99% chance that was a PowerFlex 700H drive, a temporary solution Rockwell used a long time ago to extend the range of the PowerFlex 700 line by brand-labeling a drive from Vacon and putting the PowerFlex 700 control boards on it. Rockwell ceased doing that when they released their own versions that extended the range, mostly because there were so many problems with the Vacon power structure design, ESPECIALLY the fan circuit. There were several recalls and service advisories on that issue, warning people to change the fans out. Someone before you likely ignored them because they were not having issues, or someone bought those fans from a surplus house after someone else yanked them out of service.

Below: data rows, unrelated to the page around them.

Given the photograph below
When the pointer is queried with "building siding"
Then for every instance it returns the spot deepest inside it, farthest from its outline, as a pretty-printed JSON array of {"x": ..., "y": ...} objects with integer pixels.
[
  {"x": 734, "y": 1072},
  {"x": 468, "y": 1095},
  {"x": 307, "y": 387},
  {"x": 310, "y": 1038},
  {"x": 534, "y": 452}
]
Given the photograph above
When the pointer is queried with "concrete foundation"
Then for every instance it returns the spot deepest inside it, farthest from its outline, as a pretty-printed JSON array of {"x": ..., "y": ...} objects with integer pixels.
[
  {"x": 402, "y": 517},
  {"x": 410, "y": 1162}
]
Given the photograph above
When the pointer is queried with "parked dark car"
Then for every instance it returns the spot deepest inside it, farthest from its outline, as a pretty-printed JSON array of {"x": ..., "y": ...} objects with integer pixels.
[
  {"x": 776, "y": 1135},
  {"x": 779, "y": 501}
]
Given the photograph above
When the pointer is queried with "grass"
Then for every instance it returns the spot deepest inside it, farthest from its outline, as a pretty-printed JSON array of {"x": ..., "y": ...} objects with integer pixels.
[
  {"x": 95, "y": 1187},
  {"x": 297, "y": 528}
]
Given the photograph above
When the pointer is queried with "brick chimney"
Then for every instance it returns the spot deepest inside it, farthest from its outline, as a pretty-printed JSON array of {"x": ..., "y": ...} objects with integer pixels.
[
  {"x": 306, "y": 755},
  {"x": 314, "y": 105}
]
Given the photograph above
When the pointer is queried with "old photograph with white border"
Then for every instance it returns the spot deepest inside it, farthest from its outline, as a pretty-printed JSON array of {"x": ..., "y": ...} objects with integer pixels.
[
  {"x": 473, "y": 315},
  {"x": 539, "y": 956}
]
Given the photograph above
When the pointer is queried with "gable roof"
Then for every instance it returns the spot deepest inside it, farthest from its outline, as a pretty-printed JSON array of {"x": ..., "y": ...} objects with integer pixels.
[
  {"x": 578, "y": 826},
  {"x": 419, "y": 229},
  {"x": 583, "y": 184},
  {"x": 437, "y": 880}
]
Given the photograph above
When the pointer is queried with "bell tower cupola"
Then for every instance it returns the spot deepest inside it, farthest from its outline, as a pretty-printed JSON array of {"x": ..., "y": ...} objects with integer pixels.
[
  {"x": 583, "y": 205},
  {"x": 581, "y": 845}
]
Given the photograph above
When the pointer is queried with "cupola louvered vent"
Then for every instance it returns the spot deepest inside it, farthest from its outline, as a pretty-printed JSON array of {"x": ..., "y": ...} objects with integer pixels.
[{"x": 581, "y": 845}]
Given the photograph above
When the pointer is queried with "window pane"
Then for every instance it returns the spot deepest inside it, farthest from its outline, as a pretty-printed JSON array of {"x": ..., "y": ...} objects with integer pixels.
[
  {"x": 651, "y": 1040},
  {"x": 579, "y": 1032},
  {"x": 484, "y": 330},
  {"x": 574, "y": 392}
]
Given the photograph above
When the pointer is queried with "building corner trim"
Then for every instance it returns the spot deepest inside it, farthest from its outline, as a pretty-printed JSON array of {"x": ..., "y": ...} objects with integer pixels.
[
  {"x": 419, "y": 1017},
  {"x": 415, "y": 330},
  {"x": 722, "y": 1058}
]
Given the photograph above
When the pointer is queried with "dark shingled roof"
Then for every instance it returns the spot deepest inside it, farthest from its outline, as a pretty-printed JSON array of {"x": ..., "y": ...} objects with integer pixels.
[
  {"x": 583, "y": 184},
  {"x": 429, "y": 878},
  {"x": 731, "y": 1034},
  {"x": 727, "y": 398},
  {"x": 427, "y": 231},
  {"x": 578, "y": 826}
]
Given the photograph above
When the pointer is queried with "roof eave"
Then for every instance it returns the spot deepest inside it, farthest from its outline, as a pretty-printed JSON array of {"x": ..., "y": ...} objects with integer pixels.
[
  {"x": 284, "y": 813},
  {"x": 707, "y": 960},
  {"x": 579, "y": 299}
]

Also, on all drives that have the MOVs protecting the line side (which is most drives), there will be a recommendation somewhere in the manual to disconnect the ground reference on the MOVs. They are always connected in Wye and the Wye point id grounded. that's what you WANT if you have a Wye power source. But if you have Delta source, the MOVs attempt to become the Wye point for your entire facility if there is a ground fault anywhere, albeit only for a very brief moment before they vaporize and spew their guts all over everything around them. Rockwell makes it easy by providing a simple jumper that you must remove. the same is true if the VFD has Common Mode Chokes to reduce common mode noise getting onto the ground plane, and all PowerFlex drives have that too, so there is another jumper for that as well. RTFM, it's all in there.


----------



## Lone Crapshooter (Nov 8, 2008)

Thanks for the advice. I cannot remember I think the transformer is a delta but I cannot be sure I will call the engineer tomorrow. They are using a large blower to blow air down through the drive because the fans failed some time ago.
Thanks again LC


----------